Talks could lead to gambling special session

By Dara Kam, News Service of Florida

TALLAHASSEE, Fla. - After failing to reach consensus on gambling issues during the regular legislative session that ended this month, House and Senate leaders are considering a special session to address a potential agreement with the Seminole Tribe of Florida.

House Speaker Richard Corcoran and Sen. Bill Galvano, who will take over as Senate president in November, said Thursday evening that leaders in the two chambers are exploring options to seal a new deal with the tribe, possibly before the next fiscal year begins July 1.

Galvano, a Bradenton Republican who has taken the lead on negotiations with the tribe for the past several years, said he and incoming House Speaker Jose Oliva “are continuing to explore possibilities to resolve” a number of issues surrounding the complicated gambling issues.

The legislative negotiators are trying to strike a deal, called a “compact,” to replace a 2010 agreement between the state and the tribe.

One of the critical provisions of the 2010 deal, giving the tribe “exclusivity” over banked card games, such as blackjack, expired in 2015. That spawned a protracted legal battle and futile attempts by lawmakers to reach a new agreement.
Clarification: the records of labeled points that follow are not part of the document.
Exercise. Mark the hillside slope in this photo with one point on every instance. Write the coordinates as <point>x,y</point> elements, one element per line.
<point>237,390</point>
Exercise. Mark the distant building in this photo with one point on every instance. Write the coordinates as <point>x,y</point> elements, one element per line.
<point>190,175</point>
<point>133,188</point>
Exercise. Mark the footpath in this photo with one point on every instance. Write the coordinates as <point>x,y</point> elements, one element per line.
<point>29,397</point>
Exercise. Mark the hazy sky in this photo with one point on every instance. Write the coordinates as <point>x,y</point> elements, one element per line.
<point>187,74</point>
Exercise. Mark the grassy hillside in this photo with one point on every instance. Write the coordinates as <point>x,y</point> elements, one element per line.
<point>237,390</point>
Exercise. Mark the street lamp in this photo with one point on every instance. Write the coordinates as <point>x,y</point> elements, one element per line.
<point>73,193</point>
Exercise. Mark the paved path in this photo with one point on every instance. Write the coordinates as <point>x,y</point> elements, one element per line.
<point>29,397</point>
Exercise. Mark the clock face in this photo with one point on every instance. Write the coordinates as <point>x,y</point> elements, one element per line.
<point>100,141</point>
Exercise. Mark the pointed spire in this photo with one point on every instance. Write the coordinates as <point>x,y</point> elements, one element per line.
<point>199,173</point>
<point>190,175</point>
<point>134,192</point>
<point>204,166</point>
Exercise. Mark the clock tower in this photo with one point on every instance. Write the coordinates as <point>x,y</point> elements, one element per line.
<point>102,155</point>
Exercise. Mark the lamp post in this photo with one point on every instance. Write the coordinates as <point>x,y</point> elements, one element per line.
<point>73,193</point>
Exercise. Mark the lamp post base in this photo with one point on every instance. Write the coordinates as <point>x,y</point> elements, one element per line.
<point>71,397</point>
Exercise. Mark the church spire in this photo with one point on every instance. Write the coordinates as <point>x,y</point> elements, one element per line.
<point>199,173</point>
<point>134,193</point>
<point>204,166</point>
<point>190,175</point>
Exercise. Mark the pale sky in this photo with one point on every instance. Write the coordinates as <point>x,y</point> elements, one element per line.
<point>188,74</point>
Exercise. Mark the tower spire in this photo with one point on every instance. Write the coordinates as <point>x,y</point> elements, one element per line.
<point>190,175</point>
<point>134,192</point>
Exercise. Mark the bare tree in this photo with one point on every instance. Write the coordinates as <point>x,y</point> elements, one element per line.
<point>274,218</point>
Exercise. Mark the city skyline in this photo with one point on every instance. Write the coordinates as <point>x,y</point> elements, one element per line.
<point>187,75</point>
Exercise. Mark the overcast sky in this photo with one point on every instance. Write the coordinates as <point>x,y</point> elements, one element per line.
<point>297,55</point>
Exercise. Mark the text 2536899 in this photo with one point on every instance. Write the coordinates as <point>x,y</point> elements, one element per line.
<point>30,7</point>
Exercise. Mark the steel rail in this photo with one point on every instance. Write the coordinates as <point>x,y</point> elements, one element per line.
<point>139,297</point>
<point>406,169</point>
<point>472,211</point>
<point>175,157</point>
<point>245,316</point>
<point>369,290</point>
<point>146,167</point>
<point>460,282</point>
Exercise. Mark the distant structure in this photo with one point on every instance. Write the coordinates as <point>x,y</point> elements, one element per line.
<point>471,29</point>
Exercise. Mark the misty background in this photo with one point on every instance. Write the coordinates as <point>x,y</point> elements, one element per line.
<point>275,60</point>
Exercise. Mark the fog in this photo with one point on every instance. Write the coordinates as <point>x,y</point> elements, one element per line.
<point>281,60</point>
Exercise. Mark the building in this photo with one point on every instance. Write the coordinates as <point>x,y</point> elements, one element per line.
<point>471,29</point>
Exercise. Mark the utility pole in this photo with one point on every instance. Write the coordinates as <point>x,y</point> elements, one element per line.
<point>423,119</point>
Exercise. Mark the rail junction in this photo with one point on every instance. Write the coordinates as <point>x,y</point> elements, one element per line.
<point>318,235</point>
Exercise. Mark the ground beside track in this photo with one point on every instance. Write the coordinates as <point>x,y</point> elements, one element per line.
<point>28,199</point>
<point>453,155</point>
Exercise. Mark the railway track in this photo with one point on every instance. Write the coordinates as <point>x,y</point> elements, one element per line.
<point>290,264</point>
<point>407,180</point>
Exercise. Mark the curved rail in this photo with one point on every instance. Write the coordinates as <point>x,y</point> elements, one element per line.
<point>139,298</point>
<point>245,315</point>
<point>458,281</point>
The tribe pays the state more than $300 million a year for the exclusive rights to the card games and to operate slot machines outside of Broward and Miami-Dade counties. But controversial “designated player games,” which are played at pari-mutuel facilities, have put the payments in jeopardy.

A federal judge sided with the tribe in a dispute over whether the lucrative designated-player games breached the Seminoles’ exclusivity over offering banked card games. The tribe agreed to continue making payments to the state, and gambling regulators promised to “aggressively enforce” the manner in which cardrooms conduct the designated player games.

But a temporary deal between the state and the Seminoles, in which the tribe agreed to continue making the payments, expires Friday, sparking the push for a new round of negotiations.

“The Seminoles’ potential to completely walk away from the forbearance agreement jeopardizes the stability of the state budget. We will be forced to cut between $390 and $441 million in general revenue, or we will have to allow our reserves to be drained, which could jeopardize our state bond rating,” Corcoran said in a text message Thursday evening.

A special session, if it were to happen, would “ideally” take place before the July 1 start of the fiscal year, Galvano told The News Service of Florida.

Legislative leaders will likely make a decision on whether to hold a special session “within a week to 10 days,” Galvano said.

Lawmakers also are anxious to finalize an agreement with the tribe before November, when voters will decide on a proposed constitutional amendment that would give voters control over future gambling expansions. Those decisions are now largely the purview of the state Legislature.